A stochastic whole-body physiologically based pharmacokinetic model to assess the impact of inter-individual variability on tissue dosimetry over the human lifespan.

Physiologically based pharmacokinetic (PBPK) models have proven to be successful in integrating and evaluating the influence of age- or gender-dependent changes with respect to the pharmacokinetics of xenobiotics throughout entire lifetimes. Nevertheless, for an effective application of toxicokinetic modelling to chemical risk assessment, a PBPK model has to be detailed enough to include all the multiple tissues that could be targeted by the various xenobiotics present in the environment. For this reason, we developed a PBPK model based on a detailed compartmentalization of the human body and parameterized with new relationships describing the time evolution of physiological and anatomical parameters.

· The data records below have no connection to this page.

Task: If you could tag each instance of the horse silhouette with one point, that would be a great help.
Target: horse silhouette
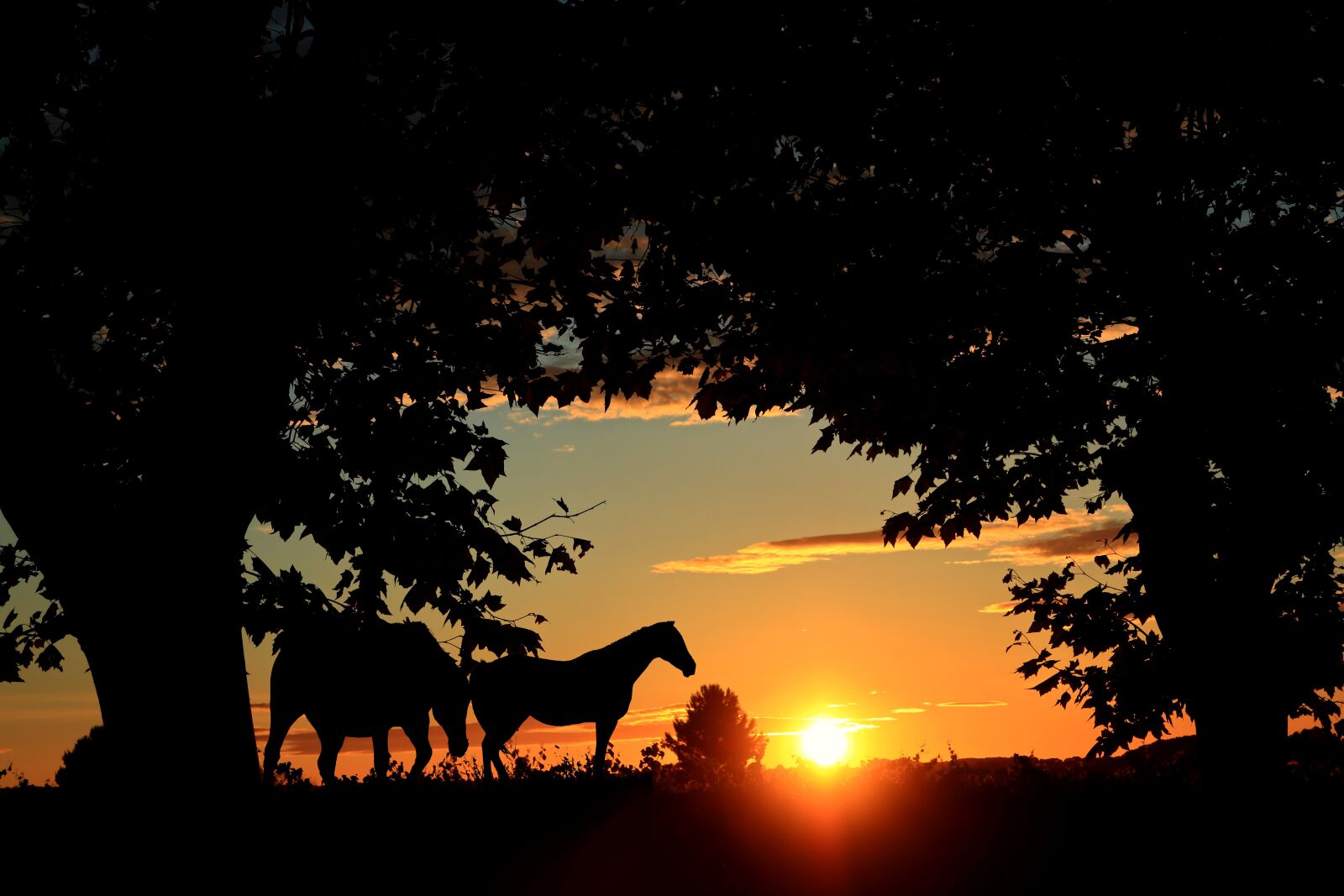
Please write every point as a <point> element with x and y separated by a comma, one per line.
<point>595,687</point>
<point>360,681</point>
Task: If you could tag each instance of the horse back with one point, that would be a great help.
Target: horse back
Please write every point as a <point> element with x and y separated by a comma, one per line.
<point>555,692</point>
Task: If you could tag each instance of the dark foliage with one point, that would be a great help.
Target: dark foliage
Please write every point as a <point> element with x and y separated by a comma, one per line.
<point>91,765</point>
<point>942,233</point>
<point>716,741</point>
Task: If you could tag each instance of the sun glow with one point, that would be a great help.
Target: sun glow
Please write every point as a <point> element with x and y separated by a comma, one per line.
<point>824,743</point>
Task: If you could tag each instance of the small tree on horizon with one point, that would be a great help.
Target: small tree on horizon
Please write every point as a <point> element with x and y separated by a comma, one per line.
<point>717,741</point>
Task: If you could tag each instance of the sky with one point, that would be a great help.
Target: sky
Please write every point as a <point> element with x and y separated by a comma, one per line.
<point>766,557</point>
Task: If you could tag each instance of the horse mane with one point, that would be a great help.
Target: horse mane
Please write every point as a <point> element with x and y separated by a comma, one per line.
<point>331,629</point>
<point>638,634</point>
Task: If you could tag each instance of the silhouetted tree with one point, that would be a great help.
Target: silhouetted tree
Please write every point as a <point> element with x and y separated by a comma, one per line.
<point>947,235</point>
<point>264,261</point>
<point>89,765</point>
<point>717,741</point>
<point>931,231</point>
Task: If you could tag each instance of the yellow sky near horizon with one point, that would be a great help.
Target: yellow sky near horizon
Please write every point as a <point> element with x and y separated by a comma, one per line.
<point>900,645</point>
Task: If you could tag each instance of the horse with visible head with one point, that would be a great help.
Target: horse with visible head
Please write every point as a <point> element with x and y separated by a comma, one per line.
<point>360,681</point>
<point>595,687</point>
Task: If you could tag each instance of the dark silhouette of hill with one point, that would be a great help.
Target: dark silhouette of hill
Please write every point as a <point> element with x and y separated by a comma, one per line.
<point>968,826</point>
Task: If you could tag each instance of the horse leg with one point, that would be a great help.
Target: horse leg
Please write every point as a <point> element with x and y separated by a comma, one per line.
<point>281,718</point>
<point>327,758</point>
<point>491,757</point>
<point>418,734</point>
<point>501,730</point>
<point>381,754</point>
<point>604,739</point>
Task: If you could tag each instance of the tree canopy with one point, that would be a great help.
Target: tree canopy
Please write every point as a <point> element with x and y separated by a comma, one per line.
<point>717,741</point>
<point>308,242</point>
<point>265,262</point>
<point>1047,281</point>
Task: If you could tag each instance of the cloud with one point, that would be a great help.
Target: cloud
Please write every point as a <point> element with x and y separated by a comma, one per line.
<point>971,705</point>
<point>998,609</point>
<point>1042,542</point>
<point>671,398</point>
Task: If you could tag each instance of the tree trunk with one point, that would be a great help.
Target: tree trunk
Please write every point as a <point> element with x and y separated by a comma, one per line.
<point>159,625</point>
<point>1213,609</point>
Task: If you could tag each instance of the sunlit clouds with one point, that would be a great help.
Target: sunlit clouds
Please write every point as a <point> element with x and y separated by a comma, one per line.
<point>971,705</point>
<point>1043,542</point>
<point>999,607</point>
<point>671,398</point>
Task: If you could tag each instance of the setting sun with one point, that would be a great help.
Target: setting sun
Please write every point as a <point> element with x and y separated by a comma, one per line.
<point>824,743</point>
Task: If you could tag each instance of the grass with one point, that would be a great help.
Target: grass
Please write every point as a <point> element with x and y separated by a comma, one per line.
<point>965,826</point>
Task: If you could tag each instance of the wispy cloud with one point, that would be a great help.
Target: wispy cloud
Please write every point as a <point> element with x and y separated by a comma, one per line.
<point>998,609</point>
<point>971,705</point>
<point>1042,542</point>
<point>671,398</point>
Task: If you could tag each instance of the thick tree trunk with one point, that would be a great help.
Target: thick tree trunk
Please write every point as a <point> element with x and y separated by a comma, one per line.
<point>1213,609</point>
<point>159,625</point>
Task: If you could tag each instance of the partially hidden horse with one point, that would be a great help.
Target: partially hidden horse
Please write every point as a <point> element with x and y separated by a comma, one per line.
<point>595,687</point>
<point>360,681</point>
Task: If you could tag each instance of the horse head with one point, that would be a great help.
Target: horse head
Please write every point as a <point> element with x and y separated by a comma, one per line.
<point>450,703</point>
<point>671,647</point>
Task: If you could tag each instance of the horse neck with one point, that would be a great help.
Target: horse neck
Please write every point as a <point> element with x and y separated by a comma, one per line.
<point>632,654</point>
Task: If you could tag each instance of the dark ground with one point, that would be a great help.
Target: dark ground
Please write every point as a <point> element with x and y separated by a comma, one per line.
<point>893,826</point>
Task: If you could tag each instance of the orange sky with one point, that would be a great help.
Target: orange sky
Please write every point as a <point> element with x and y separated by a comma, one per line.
<point>765,555</point>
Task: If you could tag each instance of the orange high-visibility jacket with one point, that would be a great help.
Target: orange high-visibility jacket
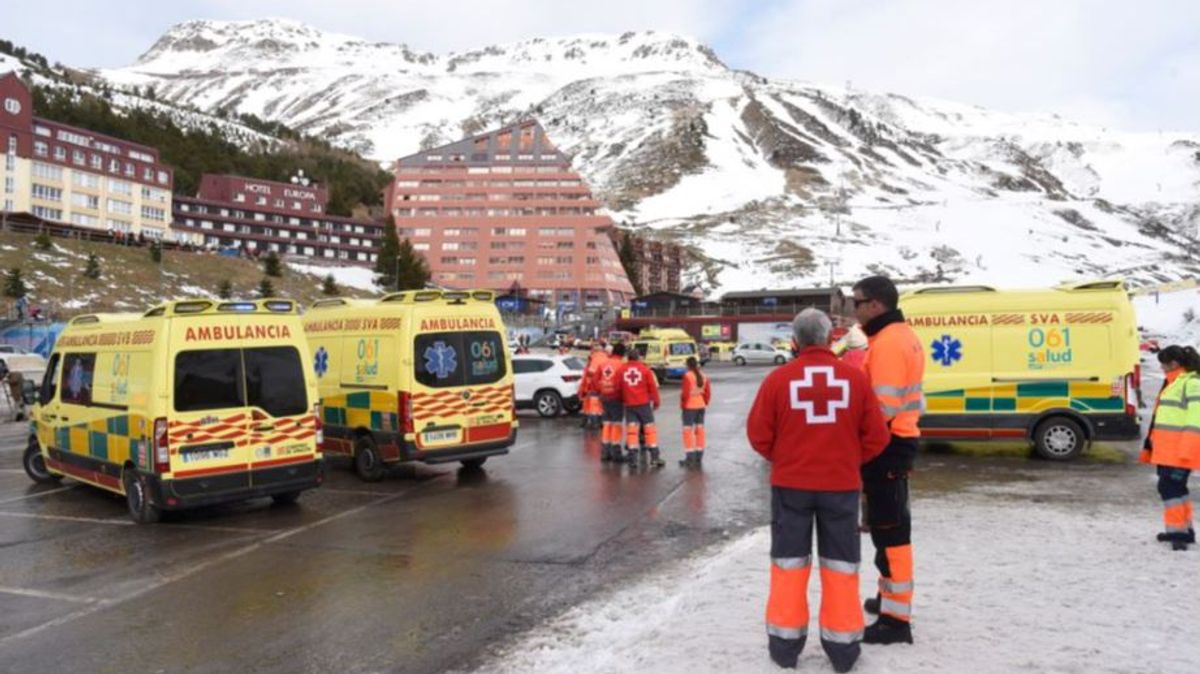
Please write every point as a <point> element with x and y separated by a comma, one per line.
<point>693,396</point>
<point>895,363</point>
<point>1175,438</point>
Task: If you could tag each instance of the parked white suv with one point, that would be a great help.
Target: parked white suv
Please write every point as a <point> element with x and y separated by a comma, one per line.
<point>549,384</point>
<point>759,351</point>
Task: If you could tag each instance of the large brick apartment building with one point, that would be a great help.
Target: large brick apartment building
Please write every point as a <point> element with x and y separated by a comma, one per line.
<point>505,209</point>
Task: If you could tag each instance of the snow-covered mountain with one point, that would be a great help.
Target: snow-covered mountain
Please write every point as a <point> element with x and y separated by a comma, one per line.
<point>772,182</point>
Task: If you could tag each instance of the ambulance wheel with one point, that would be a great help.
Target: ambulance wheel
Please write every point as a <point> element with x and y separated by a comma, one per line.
<point>35,464</point>
<point>367,462</point>
<point>137,498</point>
<point>1059,438</point>
<point>549,403</point>
<point>286,498</point>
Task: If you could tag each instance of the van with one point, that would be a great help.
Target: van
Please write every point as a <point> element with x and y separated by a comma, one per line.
<point>418,375</point>
<point>665,350</point>
<point>1057,367</point>
<point>193,403</point>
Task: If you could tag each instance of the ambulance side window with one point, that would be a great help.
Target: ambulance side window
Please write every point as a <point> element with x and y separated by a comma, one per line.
<point>209,379</point>
<point>77,377</point>
<point>48,387</point>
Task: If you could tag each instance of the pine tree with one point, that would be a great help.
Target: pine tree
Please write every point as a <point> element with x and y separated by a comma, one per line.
<point>629,260</point>
<point>271,265</point>
<point>413,272</point>
<point>389,250</point>
<point>93,269</point>
<point>13,283</point>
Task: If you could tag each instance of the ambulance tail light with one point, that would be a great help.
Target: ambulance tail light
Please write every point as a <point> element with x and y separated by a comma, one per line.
<point>161,446</point>
<point>319,426</point>
<point>405,411</point>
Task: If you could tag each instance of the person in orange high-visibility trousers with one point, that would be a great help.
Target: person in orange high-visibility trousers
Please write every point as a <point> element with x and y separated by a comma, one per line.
<point>640,395</point>
<point>817,421</point>
<point>694,398</point>
<point>589,397</point>
<point>606,383</point>
<point>895,365</point>
<point>1174,441</point>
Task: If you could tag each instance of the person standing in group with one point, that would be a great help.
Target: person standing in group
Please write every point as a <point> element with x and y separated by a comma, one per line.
<point>607,385</point>
<point>856,348</point>
<point>694,398</point>
<point>817,421</point>
<point>895,366</point>
<point>1174,441</point>
<point>589,397</point>
<point>640,395</point>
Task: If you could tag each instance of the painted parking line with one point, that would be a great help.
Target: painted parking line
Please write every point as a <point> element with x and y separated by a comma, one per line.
<point>162,581</point>
<point>36,494</point>
<point>47,595</point>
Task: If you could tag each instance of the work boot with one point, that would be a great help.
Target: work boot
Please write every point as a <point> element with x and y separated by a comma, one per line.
<point>655,461</point>
<point>871,605</point>
<point>888,631</point>
<point>785,653</point>
<point>843,656</point>
<point>1189,537</point>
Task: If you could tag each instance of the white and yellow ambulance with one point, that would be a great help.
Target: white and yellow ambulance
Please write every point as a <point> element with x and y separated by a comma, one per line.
<point>195,402</point>
<point>1057,367</point>
<point>666,350</point>
<point>414,375</point>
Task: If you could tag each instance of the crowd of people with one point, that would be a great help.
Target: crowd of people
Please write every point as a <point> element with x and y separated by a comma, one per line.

To take into account the impact of human variability on the predicted toxicokinetics, we defined probability distributions for key parameters related to the xenobiotics absorption, distribution, metabolism and excretion. The model predictability was evaluated by a direct comparison between computational predictions and experimental data for the internal concentrations of two chemicals (1,3-butadiene and 2,3,7,8-tetrachlorodibenzo-p-dioxin). A good agreement between predictions and observed data was achieved for different scenarios of exposure (e.g., acute or chronic exposure and different populations). Our results support that the general stochastic PBPK model can be a valuable computational support in the area of chemical risk analysis.